At the top of the page there is a sticky called Education in Spain which has some information in it.

Tarragona is a Catalan speaking area so unless you go private your children will be handling 3 languages. They are young enough to be able to cope, so it could be a great opportunity for them. Might be more difficult for you though!


----------



## MaidenScotland (Jun 6, 2009)

Pesky Wesky said:


> At the top of the page there is a sticky called Education in Spain which has some information in it.
> 
> Tarragona is a Catalan speaking area so unless you go private your children will be handling 3 languages. They are young enough to be able to cope, so it could be a great opportunity for them. Might be more difficult for you though!




Is that not the case all over Spain? My grandchildren speak Spanish as we think of it, Valencian which is compulsory taught in school and of course English.


----------



## Pesky Wesky (May 10, 2009)

MaidenScotland said:


> Is that not the case all over Spain? My grandchildren speak Spanish as we think of it, Valencian which is compulsory taught in school and of course English.


Well, no Maiden. Only in the places where there is a regional language...


----------



## MaidenScotland (Jun 6, 2009)

Pesky Wesky said:


> Well, no Maiden. Only in the places where there is a regional language...




ahh ok silly me thought there was a regional language in all the regions


----------



## Pesky Wesky (May 10, 2009)

MaidenScotland said:


> ahh ok silly me thought there was a regional language in all the regions


Ahhh, no - although in a lot of them, perhaps most of them!

I bet xabiachica will be able to find us a map...


----------



## lynn (Sep 25, 2008)

MaidenScotland said:


> ahh ok silly me thought there was a regional language in all the regions


There's no regional language in Andalucia, although the locals speak with such a thick accent, it can be murder to understand what they are saying sometimes! When I was in Madrid the other week, it was absolutely brilliant practicing my Spanish as I could understand everything said to me! It was almost like having had your ears syringed....


----------



## jojo (Sep 20, 2007)

Pesky Wesky said:


> Ahhh, no - although in a lot of them, perhaps most of them!
> 
> I bet xabiachica will be able to find us a map...



She's gone to work!!! 

Jo xxx


----------



## Pesky Wesky (May 10, 2009)

jojo said:


> She's gone to work!!!
> 
> Jo xxx


Well that can be her homework then!

I'm on my first full day of holiday today. I
It started raining yesterday evening...
:focus:


----------



## Malagueño (Apr 18, 2011)

You're right there, Lynn!

Like having your ears syringed describes it perfectly.

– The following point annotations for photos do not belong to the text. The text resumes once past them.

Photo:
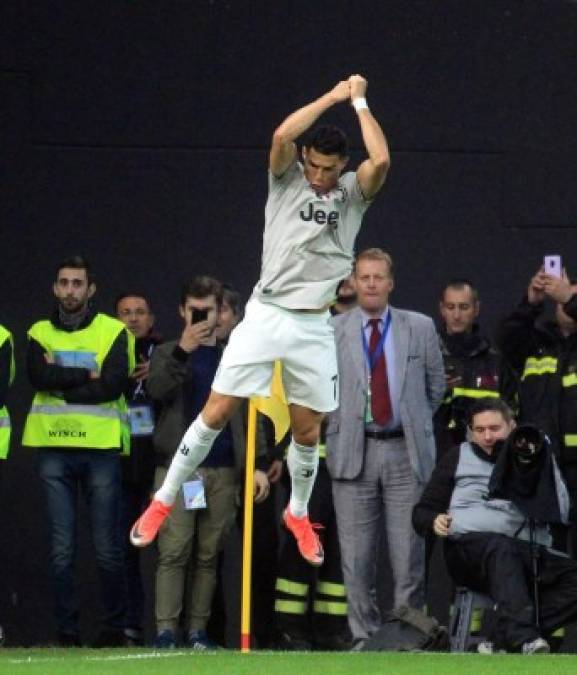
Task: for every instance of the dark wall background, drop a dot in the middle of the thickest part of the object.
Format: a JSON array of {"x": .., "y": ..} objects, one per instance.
[{"x": 137, "y": 132}]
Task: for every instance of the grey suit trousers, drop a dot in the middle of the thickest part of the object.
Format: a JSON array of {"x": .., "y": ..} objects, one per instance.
[{"x": 385, "y": 492}]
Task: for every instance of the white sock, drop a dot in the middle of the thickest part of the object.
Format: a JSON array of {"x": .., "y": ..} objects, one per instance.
[
  {"x": 303, "y": 464},
  {"x": 193, "y": 448}
]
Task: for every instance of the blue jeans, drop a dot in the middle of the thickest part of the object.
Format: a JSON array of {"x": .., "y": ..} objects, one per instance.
[{"x": 62, "y": 473}]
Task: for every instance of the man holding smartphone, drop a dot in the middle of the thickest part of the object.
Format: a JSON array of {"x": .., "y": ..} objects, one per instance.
[
  {"x": 312, "y": 217},
  {"x": 543, "y": 352},
  {"x": 180, "y": 376}
]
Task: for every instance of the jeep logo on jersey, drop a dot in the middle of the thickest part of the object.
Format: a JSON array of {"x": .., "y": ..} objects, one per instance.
[{"x": 319, "y": 216}]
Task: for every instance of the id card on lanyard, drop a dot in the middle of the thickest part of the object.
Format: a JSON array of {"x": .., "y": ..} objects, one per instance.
[
  {"x": 193, "y": 493},
  {"x": 371, "y": 359},
  {"x": 140, "y": 411}
]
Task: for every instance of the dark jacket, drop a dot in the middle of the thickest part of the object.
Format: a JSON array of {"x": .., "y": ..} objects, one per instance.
[
  {"x": 544, "y": 400},
  {"x": 74, "y": 384},
  {"x": 138, "y": 468},
  {"x": 473, "y": 358},
  {"x": 166, "y": 379}
]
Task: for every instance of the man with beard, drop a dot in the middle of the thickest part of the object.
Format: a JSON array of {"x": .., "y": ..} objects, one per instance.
[
  {"x": 78, "y": 363},
  {"x": 133, "y": 308}
]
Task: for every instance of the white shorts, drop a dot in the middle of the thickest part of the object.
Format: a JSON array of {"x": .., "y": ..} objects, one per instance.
[{"x": 303, "y": 342}]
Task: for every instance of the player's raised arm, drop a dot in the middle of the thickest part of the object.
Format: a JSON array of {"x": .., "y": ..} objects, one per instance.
[
  {"x": 372, "y": 172},
  {"x": 283, "y": 149}
]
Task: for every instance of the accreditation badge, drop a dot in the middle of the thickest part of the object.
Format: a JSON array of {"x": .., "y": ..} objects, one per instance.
[
  {"x": 193, "y": 492},
  {"x": 141, "y": 419},
  {"x": 368, "y": 405}
]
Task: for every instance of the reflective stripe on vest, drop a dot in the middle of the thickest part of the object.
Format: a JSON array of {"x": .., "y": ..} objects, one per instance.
[
  {"x": 5, "y": 430},
  {"x": 291, "y": 587},
  {"x": 51, "y": 421},
  {"x": 535, "y": 366},
  {"x": 290, "y": 607},
  {"x": 7, "y": 335},
  {"x": 330, "y": 588},
  {"x": 332, "y": 608},
  {"x": 4, "y": 433},
  {"x": 474, "y": 393}
]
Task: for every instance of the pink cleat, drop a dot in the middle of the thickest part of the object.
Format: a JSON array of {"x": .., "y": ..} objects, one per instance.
[
  {"x": 308, "y": 540},
  {"x": 146, "y": 528}
]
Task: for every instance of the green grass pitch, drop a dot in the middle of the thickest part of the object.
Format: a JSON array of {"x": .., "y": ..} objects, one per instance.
[{"x": 177, "y": 662}]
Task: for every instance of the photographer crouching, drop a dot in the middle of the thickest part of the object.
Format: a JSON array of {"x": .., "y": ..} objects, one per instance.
[{"x": 492, "y": 499}]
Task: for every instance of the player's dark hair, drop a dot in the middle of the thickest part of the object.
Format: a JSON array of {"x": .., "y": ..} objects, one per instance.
[
  {"x": 201, "y": 287},
  {"x": 328, "y": 140},
  {"x": 76, "y": 262}
]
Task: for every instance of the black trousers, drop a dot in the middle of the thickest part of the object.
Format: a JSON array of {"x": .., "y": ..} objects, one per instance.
[{"x": 501, "y": 567}]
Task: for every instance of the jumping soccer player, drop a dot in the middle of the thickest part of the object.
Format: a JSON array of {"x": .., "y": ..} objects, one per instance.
[{"x": 312, "y": 217}]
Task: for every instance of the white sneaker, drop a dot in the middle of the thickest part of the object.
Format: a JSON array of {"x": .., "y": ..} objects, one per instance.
[{"x": 537, "y": 646}]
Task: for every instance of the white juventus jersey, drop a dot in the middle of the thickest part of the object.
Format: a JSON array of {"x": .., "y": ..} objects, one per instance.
[{"x": 308, "y": 239}]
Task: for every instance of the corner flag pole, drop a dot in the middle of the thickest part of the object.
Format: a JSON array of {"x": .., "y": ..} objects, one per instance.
[{"x": 247, "y": 530}]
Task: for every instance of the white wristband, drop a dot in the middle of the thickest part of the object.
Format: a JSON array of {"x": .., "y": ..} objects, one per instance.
[{"x": 360, "y": 103}]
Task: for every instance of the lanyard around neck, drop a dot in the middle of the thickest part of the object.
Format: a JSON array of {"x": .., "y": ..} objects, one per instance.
[{"x": 373, "y": 357}]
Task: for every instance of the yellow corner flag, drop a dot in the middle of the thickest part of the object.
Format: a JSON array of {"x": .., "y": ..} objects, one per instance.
[{"x": 275, "y": 406}]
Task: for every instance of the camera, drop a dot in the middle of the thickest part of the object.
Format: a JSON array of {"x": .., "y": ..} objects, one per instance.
[{"x": 526, "y": 443}]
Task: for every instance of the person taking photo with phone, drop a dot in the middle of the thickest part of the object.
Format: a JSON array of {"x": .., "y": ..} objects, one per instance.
[
  {"x": 180, "y": 374},
  {"x": 543, "y": 353}
]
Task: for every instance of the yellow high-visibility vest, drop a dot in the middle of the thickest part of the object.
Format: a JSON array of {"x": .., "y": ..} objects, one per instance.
[
  {"x": 52, "y": 422},
  {"x": 5, "y": 429}
]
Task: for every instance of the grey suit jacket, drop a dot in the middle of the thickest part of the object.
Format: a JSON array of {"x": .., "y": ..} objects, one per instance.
[{"x": 421, "y": 387}]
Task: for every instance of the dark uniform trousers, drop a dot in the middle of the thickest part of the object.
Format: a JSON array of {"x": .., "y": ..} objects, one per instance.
[{"x": 312, "y": 601}]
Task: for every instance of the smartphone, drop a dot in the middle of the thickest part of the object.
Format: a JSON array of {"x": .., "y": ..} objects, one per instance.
[
  {"x": 552, "y": 264},
  {"x": 199, "y": 315}
]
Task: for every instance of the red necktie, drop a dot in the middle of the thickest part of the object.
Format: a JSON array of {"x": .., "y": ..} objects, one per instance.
[{"x": 380, "y": 398}]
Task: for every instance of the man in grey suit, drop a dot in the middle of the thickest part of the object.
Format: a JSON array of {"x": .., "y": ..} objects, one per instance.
[{"x": 380, "y": 443}]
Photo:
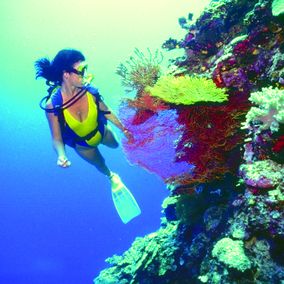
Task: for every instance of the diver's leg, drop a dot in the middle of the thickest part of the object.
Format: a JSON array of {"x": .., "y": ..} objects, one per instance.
[
  {"x": 94, "y": 157},
  {"x": 109, "y": 139}
]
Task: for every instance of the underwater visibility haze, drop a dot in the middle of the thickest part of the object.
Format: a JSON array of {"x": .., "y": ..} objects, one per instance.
[
  {"x": 200, "y": 88},
  {"x": 59, "y": 225}
]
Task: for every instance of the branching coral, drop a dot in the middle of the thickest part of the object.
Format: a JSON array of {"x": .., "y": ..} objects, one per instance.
[
  {"x": 211, "y": 133},
  {"x": 231, "y": 253},
  {"x": 269, "y": 110},
  {"x": 153, "y": 146},
  {"x": 187, "y": 90},
  {"x": 154, "y": 254},
  {"x": 262, "y": 174},
  {"x": 140, "y": 70}
]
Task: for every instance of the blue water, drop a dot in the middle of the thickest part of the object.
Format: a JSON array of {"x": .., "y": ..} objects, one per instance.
[{"x": 59, "y": 225}]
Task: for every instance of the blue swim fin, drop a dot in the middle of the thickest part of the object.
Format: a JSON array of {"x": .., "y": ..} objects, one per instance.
[{"x": 124, "y": 202}]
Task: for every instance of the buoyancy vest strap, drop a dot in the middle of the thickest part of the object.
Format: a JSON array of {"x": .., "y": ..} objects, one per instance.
[{"x": 65, "y": 105}]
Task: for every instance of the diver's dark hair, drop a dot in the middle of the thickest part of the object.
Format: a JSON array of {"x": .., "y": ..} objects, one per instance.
[{"x": 63, "y": 61}]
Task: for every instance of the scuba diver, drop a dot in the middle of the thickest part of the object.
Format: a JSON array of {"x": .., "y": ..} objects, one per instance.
[{"x": 78, "y": 116}]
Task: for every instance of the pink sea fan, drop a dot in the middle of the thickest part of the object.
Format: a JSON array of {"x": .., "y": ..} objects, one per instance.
[{"x": 153, "y": 147}]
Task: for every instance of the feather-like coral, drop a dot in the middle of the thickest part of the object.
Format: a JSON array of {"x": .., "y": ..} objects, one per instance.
[
  {"x": 186, "y": 90},
  {"x": 140, "y": 70},
  {"x": 268, "y": 109}
]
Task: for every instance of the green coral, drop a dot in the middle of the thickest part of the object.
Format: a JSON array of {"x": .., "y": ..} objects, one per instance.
[
  {"x": 232, "y": 254},
  {"x": 140, "y": 70},
  {"x": 263, "y": 173},
  {"x": 269, "y": 109},
  {"x": 277, "y": 7},
  {"x": 152, "y": 254},
  {"x": 187, "y": 90}
]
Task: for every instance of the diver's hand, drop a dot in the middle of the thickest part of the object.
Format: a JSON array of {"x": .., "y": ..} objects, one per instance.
[{"x": 63, "y": 162}]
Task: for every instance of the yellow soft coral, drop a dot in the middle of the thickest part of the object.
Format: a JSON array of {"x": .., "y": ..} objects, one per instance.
[{"x": 186, "y": 90}]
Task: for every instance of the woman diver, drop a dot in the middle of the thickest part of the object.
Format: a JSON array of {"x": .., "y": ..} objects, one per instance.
[{"x": 75, "y": 111}]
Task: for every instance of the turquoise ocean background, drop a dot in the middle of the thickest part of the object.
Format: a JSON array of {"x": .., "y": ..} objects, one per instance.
[{"x": 59, "y": 225}]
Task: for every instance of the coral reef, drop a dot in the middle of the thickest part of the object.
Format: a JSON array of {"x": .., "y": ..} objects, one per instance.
[
  {"x": 140, "y": 70},
  {"x": 223, "y": 221},
  {"x": 186, "y": 90}
]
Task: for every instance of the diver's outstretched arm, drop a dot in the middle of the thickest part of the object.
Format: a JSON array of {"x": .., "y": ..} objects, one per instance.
[
  {"x": 114, "y": 119},
  {"x": 57, "y": 141}
]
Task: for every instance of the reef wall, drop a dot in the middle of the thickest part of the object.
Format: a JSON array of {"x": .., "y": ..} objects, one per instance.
[{"x": 217, "y": 116}]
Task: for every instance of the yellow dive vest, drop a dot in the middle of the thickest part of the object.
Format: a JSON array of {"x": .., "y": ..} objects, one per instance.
[{"x": 87, "y": 125}]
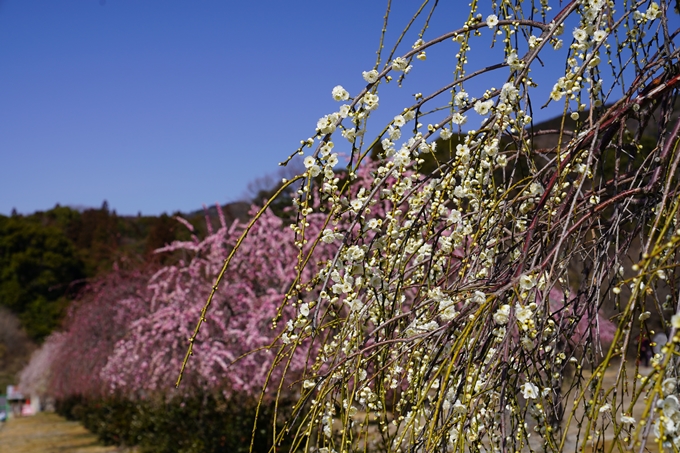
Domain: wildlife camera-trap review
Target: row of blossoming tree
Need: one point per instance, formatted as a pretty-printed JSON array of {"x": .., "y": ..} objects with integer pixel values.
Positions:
[
  {"x": 449, "y": 290},
  {"x": 460, "y": 308}
]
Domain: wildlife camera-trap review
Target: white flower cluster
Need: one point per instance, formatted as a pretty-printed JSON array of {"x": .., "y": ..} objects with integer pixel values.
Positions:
[{"x": 667, "y": 426}]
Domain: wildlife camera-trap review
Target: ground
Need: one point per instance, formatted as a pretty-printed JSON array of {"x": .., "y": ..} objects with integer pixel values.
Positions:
[{"x": 49, "y": 433}]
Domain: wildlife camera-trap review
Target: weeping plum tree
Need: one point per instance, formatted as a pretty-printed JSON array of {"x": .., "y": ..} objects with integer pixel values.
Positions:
[{"x": 454, "y": 302}]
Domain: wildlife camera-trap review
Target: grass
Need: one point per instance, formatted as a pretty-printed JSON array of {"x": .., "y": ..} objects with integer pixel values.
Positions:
[{"x": 49, "y": 433}]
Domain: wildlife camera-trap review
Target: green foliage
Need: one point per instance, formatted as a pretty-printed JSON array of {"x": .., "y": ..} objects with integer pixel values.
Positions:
[
  {"x": 204, "y": 422},
  {"x": 37, "y": 265}
]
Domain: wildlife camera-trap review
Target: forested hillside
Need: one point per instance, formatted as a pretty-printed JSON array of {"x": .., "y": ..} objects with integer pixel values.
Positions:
[{"x": 46, "y": 257}]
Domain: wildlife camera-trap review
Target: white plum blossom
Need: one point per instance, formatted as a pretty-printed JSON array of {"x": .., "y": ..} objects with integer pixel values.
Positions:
[
  {"x": 483, "y": 107},
  {"x": 529, "y": 390},
  {"x": 514, "y": 61},
  {"x": 400, "y": 64},
  {"x": 344, "y": 111},
  {"x": 340, "y": 94},
  {"x": 599, "y": 35},
  {"x": 460, "y": 99},
  {"x": 309, "y": 161},
  {"x": 326, "y": 124},
  {"x": 534, "y": 41},
  {"x": 370, "y": 76},
  {"x": 580, "y": 35},
  {"x": 458, "y": 118},
  {"x": 509, "y": 93},
  {"x": 502, "y": 315},
  {"x": 526, "y": 282},
  {"x": 371, "y": 101}
]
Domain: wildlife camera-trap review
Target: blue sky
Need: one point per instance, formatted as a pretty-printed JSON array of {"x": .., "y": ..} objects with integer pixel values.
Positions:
[{"x": 159, "y": 106}]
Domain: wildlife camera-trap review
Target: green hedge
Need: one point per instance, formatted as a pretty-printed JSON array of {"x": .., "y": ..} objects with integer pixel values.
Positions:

I sometimes think there is something wrong with my mental coordination here in Malaga because there are times when I do not understand a word some people say.

It's embarrassing!


----------



## xabiaxica (Jun 23, 2009)

Pesky Wesky said:


> Ahhh, no - although in a lot of them, perhaps most of them!
> 
> I bet xabiachica will be able to find us a map...


eating brekky between classes - will look later


----------



## jojo (Sep 20, 2007)

The school dates are that they all close by the end of June and open again in the first week of September. You need to register with the local town hall/Ayuntamiento when you arrive and they will allocate you a school and give you the necessary forms to fill in!Q

Jo xxx


----------



## xabiaxica (Jun 23, 2009)

jojo said:


> The school dates are that they all close by the end of June and open again in the first week of September. You need to register with the local town hall/Ayuntamiento when you arrive and they will allocate you a school and give you the necessary forms to fill in!Q
> 
> Jo xxx


ahh

but around here they close around the second week of June & open again 2nd/3rd week of September - we get an extra couple of days in September for a local fiesta & the institutos get an extra week after the primarios go back

it varies so much - even town to town, that the only way to be certain would be to contact the local ayuntamiento in the town where the school itself is


----------



## Pesky Wesky (May 10, 2009)

xabiachica said:


> ahh
> 
> but around here they close around the second week of June & open again 2nd/3rd week of September - we get an extra couple of days in September for a local fiesta & the institutos get an extra week after the primarios go back
> 
> it varies so much - even town to town, that the only way to be certain would be to contact the local ayuntamiento in the town where the school itself is


Sorry to butt in, but isn't it that the schools are open until the end of the month in June and from the beginning of the month in September to do *paperwork*, and open and close for *classes *when you you say xabia???


----------



## xabiaxica (Jun 23, 2009)

Pesky Wesky said:


> Sorry to butt in, but isn't it that the schools are open until the end of the month in June and from the beginning of the month in September to do *paperwork*, and open and close for *classes *when you you say xabia???


aah again!


I was talking classes........

yes, until the end of June for paperwork & from the beginning of Sept for the same reason

and for resits at the instituto


----------



## xabiaxica (Jun 23, 2009)

here's that map of languages


----------



## Caz.I (Mar 21, 2009)

lynn said:


> There's no regional language in Andalucia, although the locals speak with such a thick accent, it can be murder to understand what they are saying sometimes! When I was in Madrid the other week, it was absolutely brilliant practicing my Spanish as I could understand everything said to me! It was almost like having had your ears syringed....


I know what you mean, Lynn. When you listen to Madrilenos, you have a Eureka moment and think - "ah, I _can _understand Spanish after all!"


----------